As much as I hate to admit it, I see his point on the wiring. It is not you he is worried about - I am sure he is thinking what happens if they sell the house and the next owner does not understand how it was constructed. I am honestly surprised that the electrical inspector does not know the building inspector well enough to know he may have an issue with that.

Racking my brain - cannot think of an alternative to going back and drilling holes and pulling the wiring through the studs.......hopefully, someone else has an idea. Otherwise, talk to the electrical inspector and ask him if he has alternatives or is willing to talk to the building inspector.

As for the clips, I am certain that they had to pass some sort of certification to be able to sell them and the double drywall concept. It would seem to me all they have to do is point the building inspector to that certification and that should be enough for him.


----------



## showcattleguy (Jun 30, 2011)

Yeah I guess I left a voicemail for the electrical inspector to see what the options are and why he didnt see issue with it but the actual building inspector did


----------



## ALMFamily (Oct 19, 2011)

showcattleguy said:


> Yeah I guess I left a voicemail for the electrical inspector to see what the options are and why he didnt see issue with it but the actual building inspector did


Probably the best - let him deal with the building inspector since he should know the codes and what works / doesn't work.

Let us know how it turns out.


----------



## showcattleguy (Jun 30, 2011)

I just dont get it cause a guy would need to shoot a 3 1/8" screw through to get to the face of the romex. What kinda person would even consider using something like that through drywall?

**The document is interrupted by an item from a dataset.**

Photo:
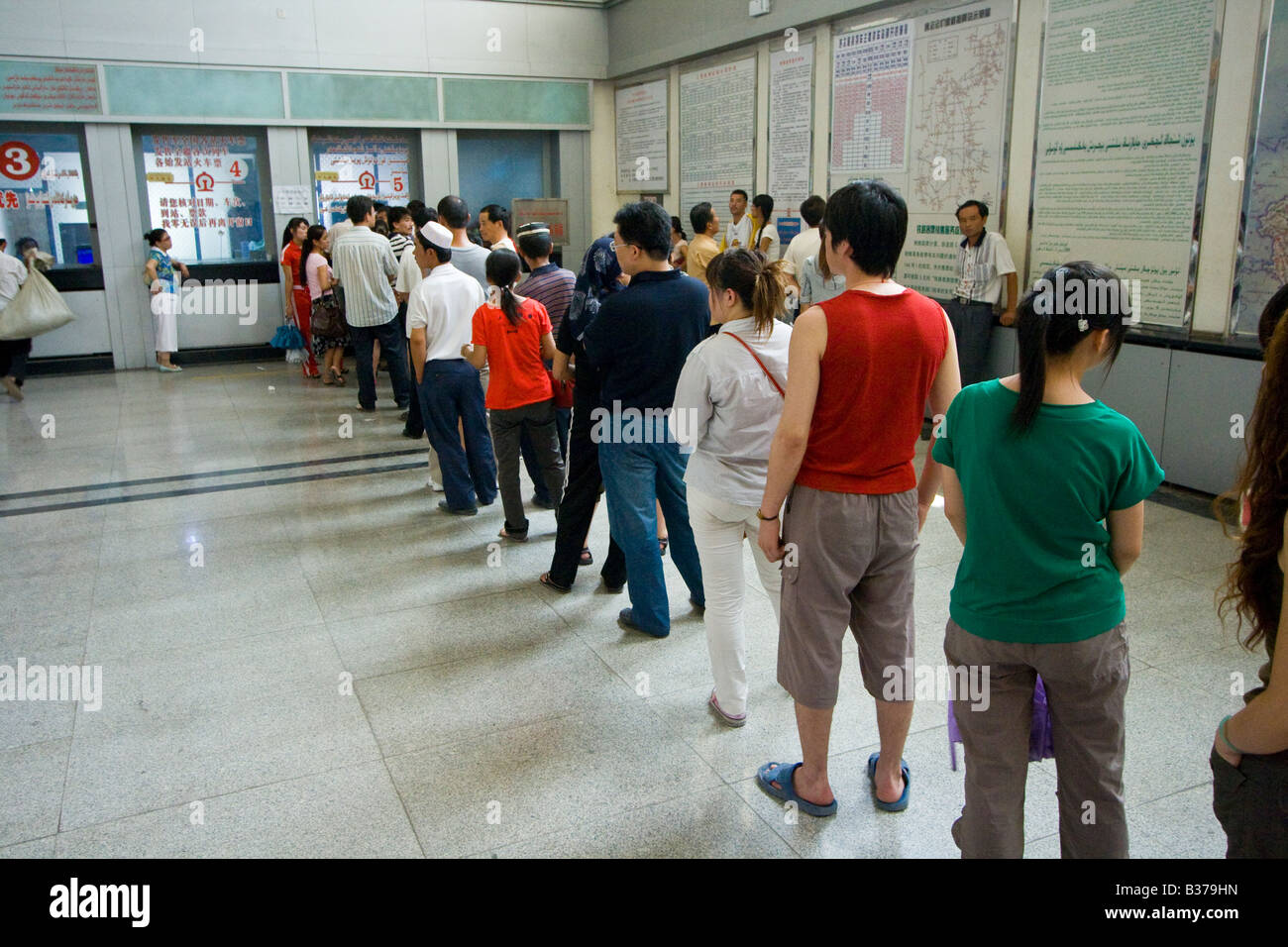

When he calls me back maybe I will suggest using those screw protector plates or something similar if we are still at an impass


----------



## tonyvdb (Sep 5, 2007)

A plant hanger for example, unfortunately the code has to cover the "worst case scenario"


----------



## showcattleguy (Jun 30, 2011)

Fair enough


----------



## ALMFamily (Oct 19, 2011)

showcattleguy said:


> I just dont get it cause a guy would need to shoot a 3 1/8" screw through to get to the face of the romex. What kinda person would even consider using something like that through drywall? When he calls me back maybe I will suggest using those screw protector plates or something similar if we are still at an impass


Agreed. But, people do some odd things.....

I don't know that the protector plates will work in your instance. I thought about that before, but I think you would have to put them directly on the wire to cover it on the stud which would be worse than the screw IMO as then you have the potential for an edge to wear through a wire.


----------



## showcattleguy (Jun 30, 2011)

ALMFamily I would have to agree with you there I will figure something out and let you guys know how it turns out


----------



## MrAngles (May 1, 2012)

Code requires that romex is at least 1-1/4" back from the drywall. Considering that with standard 2x4 wall construction, running wires through the middle of the studs only puts them 1-3/4" back from the drywall, unless your romex isn't tightly secured to the studs you shouldn't have a problem. It's possible though that he's just going to continue taking the code extremely literally and make you keep the wire 1-1/4" back from the "face of the stud."


----------



## showcattleguy (Jun 30, 2011)

The electrical inspector called me back today and said he would take care of the issue with the romex on the face of the studs. YAY! I also left the building inspector a voicemail asking him very politely to call sound isolation store. I also emailed him links to the sound isolation store website and underwriters laboratories tests on the clips. Fingers are officially crossed.


----------



## ALMFamily (Oct 19, 2011)

Great news mate! I honestly think the clips part is just a matter of him being "educated"......


----------